Friday, March 31, 2006

LOCAL CHURCH: There is an enemy that attacks from within.

This past summer, in Fort Worth, Paige Patterson, President of Southwestern Baptist Theological Seminary, during the seminary’s fall convocation, suggested pastors may face as much of more opposition from within their congregations as without.
Baptism, Church"The problem I'm talking about is not the lost world. I'm talking about your churches, your deacons, your Sunday School teachers," Patterson said during the semester's initial chapel service.

The opposition is rooted in the failure of many churches to grasp the teachings of the Great Commission in Matthew 28, reflecting a modern trend of separating evangelism and discipleship, which Patterson described as unbiblical. Evangelism, he said, is fundamental to making disciples.
Then, in a comment that appeared to be directed at the mega-barn church-growth movement , Patterson said,
... fulfilling the Great Commission is what makes great churches, noting, "It is not numbers. A great church is marked by its obedience to Christ."
Patterson then went on to exhort the seminarians to understand the connection between between baptism and "The Great Commission" as they relate to the local church. [For more on this, see Sam Waldron's excellent exposition of this connection (PDF file).]
"Baptism is the initiatory rite of the church," he said. "Baptism is the act in which a person identifies himself with Christ the head of the church, and Christ's body, the church itself."

Patterson refuted the modern tendency to perform baptism outside the local church, noting that the ordinances of baptism and the Lord's Supper should not be used in social events, such as weddings. Such practices are akin to identifying with a "bodiless head."
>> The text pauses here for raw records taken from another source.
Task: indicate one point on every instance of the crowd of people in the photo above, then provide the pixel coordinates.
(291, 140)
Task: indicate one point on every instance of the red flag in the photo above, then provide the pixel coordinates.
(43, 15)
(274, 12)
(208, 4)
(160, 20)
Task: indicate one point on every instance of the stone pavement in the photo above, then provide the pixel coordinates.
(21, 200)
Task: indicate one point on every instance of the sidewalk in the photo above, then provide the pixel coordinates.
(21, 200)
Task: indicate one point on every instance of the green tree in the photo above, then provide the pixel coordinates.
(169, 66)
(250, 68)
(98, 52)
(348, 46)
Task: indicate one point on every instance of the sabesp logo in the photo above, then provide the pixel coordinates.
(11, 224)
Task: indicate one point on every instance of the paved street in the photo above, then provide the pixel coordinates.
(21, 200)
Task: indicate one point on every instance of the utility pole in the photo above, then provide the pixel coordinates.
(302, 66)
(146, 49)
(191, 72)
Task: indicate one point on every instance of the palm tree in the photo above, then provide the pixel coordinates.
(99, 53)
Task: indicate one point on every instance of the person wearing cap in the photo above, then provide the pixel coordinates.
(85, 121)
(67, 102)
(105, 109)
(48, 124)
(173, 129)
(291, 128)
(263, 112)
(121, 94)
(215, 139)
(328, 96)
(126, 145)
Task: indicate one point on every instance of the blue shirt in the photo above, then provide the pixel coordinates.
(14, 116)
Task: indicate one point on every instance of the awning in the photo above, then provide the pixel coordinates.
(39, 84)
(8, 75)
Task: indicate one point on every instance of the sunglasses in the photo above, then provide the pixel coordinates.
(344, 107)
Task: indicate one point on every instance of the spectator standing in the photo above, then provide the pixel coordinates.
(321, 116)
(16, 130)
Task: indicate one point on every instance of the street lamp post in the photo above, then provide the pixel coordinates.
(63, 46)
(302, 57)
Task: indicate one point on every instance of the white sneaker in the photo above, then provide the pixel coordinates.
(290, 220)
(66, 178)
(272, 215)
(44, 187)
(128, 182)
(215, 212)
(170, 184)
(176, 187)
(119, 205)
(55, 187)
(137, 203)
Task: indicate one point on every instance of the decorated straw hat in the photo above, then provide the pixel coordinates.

"What happens when those kinds of things become prominent is that you begin to cheapen the ordinances," Patterson said, calling the seminarians to hold a serious and balanced view of baptism.
With Resurrection Sunday fast approaching, many churches will be holding public baptisms. It might be well for those who do to examine their motivation and purpose: are they horizontal and toward the world, or vertical and focused on things above?